Philip Conisbee (January 3, 1946 – January 16, 2008) was a British-American curator for the American National Gallery of Art.

==Life==

Philip was born in Belfast, the son of Paul Conisbee, but raised in London, being educated at St Dunstan's College in Catford before earning a BA in European Art at the Courtauld Institute in 1968.

Continuing in academia, he received a doctorate for his thesis on the French landscape artist Claude Joseph Vernet in 1971. From 1971 to 1986, he lectured at Leicester University. He then moved to America to act as Curator of French Art at the Museum of Fine Arts in Boston.

He befriended Earl Powell III and moved to California to work with him at the Los Angeles County Museum of Art in 1988. Powell moved to Washington in 1992 and asked Conisbee to join him the following year.

He became a US citizen in 1994.

He rose to be Curator of the National Gallery of Art in Washington D.C. In 1998, he organised one of the country's most successful exhibitions: Van Gogh's Van Goghs.

In 2003, the French government awarded him Chevalier de la Legion d'Honneur.
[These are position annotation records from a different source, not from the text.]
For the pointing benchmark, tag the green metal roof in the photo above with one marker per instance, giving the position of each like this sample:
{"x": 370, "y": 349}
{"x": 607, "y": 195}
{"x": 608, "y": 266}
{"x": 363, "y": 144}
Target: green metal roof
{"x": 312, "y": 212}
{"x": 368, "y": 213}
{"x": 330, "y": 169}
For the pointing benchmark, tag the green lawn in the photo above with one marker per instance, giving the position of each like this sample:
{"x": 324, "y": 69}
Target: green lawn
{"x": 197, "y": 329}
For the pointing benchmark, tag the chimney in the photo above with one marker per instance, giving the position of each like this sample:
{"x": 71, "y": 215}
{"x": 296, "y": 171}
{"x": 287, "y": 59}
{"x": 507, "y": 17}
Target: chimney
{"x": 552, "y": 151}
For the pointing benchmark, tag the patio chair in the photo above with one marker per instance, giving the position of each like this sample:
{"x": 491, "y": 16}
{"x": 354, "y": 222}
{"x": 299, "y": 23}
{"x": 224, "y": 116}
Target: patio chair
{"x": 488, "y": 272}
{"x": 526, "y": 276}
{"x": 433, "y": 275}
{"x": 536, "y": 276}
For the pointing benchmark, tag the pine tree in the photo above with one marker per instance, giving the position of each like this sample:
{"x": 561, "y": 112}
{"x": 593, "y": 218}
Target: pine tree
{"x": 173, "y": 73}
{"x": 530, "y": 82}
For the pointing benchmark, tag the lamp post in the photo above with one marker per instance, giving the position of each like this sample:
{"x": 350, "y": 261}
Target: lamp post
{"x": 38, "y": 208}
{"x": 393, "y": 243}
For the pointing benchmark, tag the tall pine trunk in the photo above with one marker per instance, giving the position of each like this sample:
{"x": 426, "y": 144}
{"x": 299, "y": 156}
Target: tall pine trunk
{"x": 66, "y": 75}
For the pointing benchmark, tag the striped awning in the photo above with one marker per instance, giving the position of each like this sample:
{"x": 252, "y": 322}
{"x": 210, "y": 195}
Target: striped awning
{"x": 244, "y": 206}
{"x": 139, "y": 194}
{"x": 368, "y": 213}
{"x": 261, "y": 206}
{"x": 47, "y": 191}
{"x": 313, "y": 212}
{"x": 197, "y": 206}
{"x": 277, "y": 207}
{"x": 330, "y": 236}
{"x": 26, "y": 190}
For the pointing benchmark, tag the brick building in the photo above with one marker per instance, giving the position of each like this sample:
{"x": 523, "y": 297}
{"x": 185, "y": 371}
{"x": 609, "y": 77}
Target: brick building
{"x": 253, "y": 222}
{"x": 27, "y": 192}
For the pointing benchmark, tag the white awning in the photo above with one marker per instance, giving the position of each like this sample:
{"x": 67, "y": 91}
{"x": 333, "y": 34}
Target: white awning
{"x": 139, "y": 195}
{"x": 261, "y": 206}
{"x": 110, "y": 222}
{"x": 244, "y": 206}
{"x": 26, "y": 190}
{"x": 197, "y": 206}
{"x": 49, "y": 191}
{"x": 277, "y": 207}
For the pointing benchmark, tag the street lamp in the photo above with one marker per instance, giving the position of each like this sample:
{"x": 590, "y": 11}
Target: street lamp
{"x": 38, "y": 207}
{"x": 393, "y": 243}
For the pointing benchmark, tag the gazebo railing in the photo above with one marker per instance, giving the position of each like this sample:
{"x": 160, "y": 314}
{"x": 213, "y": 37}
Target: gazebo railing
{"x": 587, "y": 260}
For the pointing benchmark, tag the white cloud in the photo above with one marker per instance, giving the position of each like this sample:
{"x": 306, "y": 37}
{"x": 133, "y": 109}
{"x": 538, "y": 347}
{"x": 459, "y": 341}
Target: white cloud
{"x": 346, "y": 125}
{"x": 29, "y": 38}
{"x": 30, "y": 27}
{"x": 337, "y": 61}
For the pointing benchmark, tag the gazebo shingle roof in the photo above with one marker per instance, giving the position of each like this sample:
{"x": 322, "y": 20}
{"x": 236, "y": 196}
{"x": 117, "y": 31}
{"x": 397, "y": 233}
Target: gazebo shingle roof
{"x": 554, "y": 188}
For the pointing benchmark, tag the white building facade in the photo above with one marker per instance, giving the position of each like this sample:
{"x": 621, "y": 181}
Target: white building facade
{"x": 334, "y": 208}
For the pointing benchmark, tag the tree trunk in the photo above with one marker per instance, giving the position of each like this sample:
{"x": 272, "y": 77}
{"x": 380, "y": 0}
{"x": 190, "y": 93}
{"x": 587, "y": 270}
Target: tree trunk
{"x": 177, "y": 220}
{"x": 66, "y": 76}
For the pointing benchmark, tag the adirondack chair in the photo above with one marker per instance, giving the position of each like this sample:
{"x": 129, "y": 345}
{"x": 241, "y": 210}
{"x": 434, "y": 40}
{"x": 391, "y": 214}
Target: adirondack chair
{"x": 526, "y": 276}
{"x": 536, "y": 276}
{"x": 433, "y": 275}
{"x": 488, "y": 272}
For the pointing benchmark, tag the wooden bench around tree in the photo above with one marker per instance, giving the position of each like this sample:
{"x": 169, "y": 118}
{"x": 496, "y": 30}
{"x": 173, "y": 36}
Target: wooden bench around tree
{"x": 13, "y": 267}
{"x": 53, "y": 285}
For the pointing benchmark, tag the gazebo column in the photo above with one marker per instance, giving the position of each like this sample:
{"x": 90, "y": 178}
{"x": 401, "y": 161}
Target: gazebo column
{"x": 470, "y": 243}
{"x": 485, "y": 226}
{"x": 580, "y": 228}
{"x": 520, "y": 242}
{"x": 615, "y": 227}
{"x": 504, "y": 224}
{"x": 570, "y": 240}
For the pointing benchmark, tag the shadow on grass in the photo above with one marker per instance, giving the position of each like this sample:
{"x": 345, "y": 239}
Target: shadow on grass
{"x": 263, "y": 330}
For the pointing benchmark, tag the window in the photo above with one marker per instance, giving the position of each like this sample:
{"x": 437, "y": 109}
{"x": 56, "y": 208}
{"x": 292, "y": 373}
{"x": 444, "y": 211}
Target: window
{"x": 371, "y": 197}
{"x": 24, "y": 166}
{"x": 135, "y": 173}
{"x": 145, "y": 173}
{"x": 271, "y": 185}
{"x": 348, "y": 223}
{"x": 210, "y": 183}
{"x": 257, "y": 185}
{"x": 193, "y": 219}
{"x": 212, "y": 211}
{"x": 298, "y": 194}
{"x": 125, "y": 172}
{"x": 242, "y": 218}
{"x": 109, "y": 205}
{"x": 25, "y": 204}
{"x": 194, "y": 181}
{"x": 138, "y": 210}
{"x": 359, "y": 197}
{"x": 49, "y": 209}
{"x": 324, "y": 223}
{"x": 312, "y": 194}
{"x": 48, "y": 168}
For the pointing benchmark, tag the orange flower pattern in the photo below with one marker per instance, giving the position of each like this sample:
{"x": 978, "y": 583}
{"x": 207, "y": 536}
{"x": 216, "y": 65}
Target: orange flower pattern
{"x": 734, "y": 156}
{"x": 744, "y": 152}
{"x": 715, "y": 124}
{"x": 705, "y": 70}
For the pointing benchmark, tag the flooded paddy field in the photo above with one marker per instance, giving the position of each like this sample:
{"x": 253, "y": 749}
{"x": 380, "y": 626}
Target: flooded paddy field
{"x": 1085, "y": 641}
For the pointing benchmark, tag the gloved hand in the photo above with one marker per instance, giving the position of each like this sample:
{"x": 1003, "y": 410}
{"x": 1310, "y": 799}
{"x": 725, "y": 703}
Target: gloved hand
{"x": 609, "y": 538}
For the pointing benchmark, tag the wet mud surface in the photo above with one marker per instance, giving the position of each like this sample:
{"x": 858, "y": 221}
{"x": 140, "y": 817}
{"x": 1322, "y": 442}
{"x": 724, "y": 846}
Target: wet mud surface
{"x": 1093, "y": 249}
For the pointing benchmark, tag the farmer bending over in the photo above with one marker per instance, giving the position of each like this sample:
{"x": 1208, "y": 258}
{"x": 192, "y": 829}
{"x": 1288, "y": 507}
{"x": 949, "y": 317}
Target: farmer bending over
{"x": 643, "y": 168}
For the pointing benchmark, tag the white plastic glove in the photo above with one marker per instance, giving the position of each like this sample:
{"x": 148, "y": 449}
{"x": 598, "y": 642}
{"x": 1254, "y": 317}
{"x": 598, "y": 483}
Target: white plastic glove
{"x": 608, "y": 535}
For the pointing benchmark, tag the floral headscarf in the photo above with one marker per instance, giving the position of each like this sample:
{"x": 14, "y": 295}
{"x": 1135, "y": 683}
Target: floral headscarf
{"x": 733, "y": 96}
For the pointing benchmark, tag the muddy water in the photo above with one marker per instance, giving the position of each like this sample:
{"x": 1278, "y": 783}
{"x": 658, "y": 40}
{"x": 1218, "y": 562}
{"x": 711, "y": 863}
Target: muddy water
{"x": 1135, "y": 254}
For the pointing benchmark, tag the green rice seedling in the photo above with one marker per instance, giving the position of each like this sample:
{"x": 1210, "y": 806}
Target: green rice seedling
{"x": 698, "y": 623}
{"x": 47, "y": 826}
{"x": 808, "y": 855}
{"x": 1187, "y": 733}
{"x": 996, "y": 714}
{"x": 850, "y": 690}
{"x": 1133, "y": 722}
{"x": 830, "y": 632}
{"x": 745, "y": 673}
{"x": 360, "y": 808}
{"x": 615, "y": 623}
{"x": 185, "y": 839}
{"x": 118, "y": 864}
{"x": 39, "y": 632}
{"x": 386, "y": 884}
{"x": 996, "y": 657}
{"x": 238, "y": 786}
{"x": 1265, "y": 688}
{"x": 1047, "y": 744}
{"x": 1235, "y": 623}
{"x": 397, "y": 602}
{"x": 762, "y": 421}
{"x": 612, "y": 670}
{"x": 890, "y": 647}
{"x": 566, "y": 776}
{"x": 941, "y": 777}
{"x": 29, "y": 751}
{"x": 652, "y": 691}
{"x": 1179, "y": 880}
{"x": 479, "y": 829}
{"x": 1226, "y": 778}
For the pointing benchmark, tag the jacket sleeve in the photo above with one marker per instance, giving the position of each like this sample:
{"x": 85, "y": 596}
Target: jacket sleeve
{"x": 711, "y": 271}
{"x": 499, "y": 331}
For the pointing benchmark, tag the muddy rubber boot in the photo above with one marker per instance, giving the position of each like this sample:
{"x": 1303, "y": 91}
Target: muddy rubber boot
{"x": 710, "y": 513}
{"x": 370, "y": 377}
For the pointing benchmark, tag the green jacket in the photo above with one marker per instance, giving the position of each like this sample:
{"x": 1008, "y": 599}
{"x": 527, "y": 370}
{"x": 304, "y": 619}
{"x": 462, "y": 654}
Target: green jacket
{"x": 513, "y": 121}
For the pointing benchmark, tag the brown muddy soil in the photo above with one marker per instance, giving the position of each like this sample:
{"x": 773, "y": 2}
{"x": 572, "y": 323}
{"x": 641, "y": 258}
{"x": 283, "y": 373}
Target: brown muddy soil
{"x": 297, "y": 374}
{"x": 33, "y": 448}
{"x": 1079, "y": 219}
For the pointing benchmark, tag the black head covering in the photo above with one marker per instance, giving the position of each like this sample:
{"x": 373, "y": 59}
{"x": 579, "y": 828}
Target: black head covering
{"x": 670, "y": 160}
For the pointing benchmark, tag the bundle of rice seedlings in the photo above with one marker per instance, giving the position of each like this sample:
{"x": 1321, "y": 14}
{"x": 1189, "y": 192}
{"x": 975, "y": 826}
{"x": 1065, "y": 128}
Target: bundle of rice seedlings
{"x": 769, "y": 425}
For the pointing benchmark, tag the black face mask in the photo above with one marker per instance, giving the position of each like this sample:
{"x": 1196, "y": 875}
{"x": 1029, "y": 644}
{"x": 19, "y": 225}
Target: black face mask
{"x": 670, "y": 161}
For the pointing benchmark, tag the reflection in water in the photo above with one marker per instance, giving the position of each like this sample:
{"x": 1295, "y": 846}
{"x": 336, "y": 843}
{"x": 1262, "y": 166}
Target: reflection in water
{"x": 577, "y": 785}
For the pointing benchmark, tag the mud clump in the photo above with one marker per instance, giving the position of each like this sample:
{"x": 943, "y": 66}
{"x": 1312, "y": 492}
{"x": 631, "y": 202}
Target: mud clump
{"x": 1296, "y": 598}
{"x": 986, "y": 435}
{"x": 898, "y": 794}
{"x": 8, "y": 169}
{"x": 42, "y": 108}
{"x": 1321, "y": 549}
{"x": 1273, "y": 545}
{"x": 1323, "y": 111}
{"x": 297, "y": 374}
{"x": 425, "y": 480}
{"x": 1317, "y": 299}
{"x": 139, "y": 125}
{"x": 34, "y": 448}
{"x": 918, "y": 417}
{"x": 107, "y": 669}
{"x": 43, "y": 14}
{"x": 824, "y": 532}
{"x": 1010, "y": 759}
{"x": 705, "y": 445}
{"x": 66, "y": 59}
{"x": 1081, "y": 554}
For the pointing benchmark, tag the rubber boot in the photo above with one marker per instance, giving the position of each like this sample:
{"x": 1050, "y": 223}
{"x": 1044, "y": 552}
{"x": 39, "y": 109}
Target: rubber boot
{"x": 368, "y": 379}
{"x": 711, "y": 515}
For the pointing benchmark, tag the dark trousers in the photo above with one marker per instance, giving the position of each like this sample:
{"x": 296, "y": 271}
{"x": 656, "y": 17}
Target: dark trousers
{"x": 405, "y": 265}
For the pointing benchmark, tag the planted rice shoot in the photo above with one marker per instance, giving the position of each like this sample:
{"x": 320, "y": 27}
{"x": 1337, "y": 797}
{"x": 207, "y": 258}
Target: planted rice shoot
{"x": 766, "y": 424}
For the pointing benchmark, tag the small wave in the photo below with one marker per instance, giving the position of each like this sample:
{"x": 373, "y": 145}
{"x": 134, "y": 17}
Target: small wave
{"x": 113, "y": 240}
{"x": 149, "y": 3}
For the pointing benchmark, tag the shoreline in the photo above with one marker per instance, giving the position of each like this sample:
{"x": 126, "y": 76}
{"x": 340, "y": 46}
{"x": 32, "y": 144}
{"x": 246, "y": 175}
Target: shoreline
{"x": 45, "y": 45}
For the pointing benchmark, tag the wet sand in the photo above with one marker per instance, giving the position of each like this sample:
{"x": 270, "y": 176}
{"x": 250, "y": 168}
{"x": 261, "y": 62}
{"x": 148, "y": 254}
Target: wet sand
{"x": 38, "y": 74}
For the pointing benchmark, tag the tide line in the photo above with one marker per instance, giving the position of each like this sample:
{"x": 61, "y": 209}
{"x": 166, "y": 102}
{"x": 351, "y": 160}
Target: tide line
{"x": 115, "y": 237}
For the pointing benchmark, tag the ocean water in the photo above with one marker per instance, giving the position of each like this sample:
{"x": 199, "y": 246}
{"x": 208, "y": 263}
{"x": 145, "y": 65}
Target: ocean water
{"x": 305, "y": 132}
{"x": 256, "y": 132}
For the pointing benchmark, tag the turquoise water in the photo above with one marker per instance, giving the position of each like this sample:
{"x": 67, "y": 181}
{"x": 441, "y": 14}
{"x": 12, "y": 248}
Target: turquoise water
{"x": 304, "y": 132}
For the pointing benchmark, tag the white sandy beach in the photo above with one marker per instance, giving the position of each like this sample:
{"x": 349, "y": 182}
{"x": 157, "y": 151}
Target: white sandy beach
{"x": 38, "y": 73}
He died of lung cancer in Georgetown, Washington D.C., but is buried in Highgate Cemetery in north London.

==Family==

Conisbee first married Susan Baer, with whom he had two children. Following divorce he married Faya Causey, who survived him.

==Selected publications==

- Chardin (1985)
- Painting in 18th-Century France (1981)
- In the Light of Italy: Corot and Early Open-Air Painting (1996)
- George de la Tour and his World (1996)
- Portraits by Ingres: Image of an Epoch (1999)
- Cézanne in Provence (2006)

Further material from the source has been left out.